Emotion Theory: The Functions Emotions Serve
Building on the humanisticexistential principles inherent in the therapeutic approaches of Rogers, Perls, and Gendlin (Rogers, 1951; Perls, 1969, 1973; Gendlin, 1981, 1996), Greenberg became interested in the developing field of emotion theory (Arnold, 1960; Fridja, 1986; Izard, 1977; Tomkins, 1962). He intuitively understood and believed that emotion was a primary source of motivation and regulation in human functioning and saw this as implicit in the theories of Rogers, Perls, and other humanistic theories. He saw that emotional responses, not cognitions or beliefs, prompted primary evaluations of goal attainment success and signaled the personal significance of events for clients, and as such should be the focus of therapeutic intervention. Working with then-graduate student Jeremy Safran, Greenberg published Emotion in Psychotherapy (Greenberg & Safran, 1987), an initial articulation of the principles of working with emotion in therapy. A key development here was the distinction between different types of emotion. It was recognized that not all emotions serve the same function and that a differential model of emotion was needed.
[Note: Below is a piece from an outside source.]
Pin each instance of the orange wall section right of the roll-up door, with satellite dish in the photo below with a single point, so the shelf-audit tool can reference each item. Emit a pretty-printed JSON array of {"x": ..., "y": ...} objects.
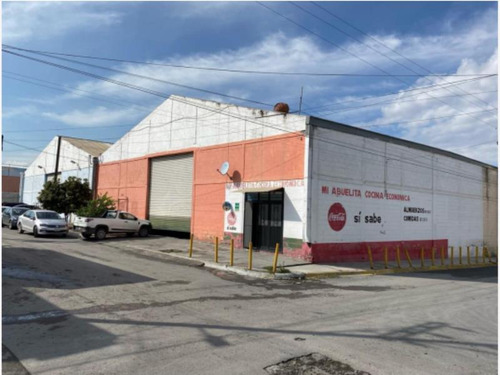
[{"x": 268, "y": 159}]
Thus, primary adaptive emotion responses were seen as direct reactions consistent with the immediate situation that help the person take appropriate action, whereas primary maladaptive emotions, although also direct reactions to situations, were seen as associated with negative learning experiences and no longer helping the person cope constructively with the situations that elicit them. Secondary reactive emotions are covers or defensive emotions that obscure or transform the original emotion and lead to actions which are, again, not entirely appropriate to the current situation. Instrumental emotions are emotions expressed to influence or control others.
Development of EFT for Couples
Influenced by his time spent at the Mental Research Institute in Palo Alto studying and working with couples and families, Greenberg came to see emotion as a primary communication system in couples. At the same time, Greenberg was also impressed with the importance of cycles and the power dynamics in the relationship. His interest in studying couples had evolved mainly from his research, begun in his doctoral years on how individuals resolved intrapsychic conflict, in which he found that softening of the critic led to resolution. From his perspective, the EFT for couples process looked very much like intrapersonal conflict resolution, but now it was a critical or blaming partner who softened and a withdrawn partner who revealed. He received a grant from the Social Science and Humanities Research Council of Canada to study how couples resolved conflict, and it was from this that the EFT for couples therapy manual and the first outcome study were developed. It was the integration of his work on emotion with his training with Virginia Satir and his work at Palo Alto with systemic therapists that led to the innovative development of emotionally focused couples therapy that was later tested in his graduate student Susan Johnsons dissertation (Greenberg & Johnson, 1988; Johnson & Greenberg, 1985). At the heart of the theory was the revealing of underlying vulnerable primary feelings and circular interactions around closeness (attachment) and dominance (influence). Both emotion and interaction, and affiliation and influence, seemed important to help conceptualize, understand, and treat couples. As noted in the Preface, Susan Johnson later developed the therapy with a strong emphasis on the attachment piece (Johnson, 2004). Further theoretical developments in EFT for couples are outlined later in the chapter.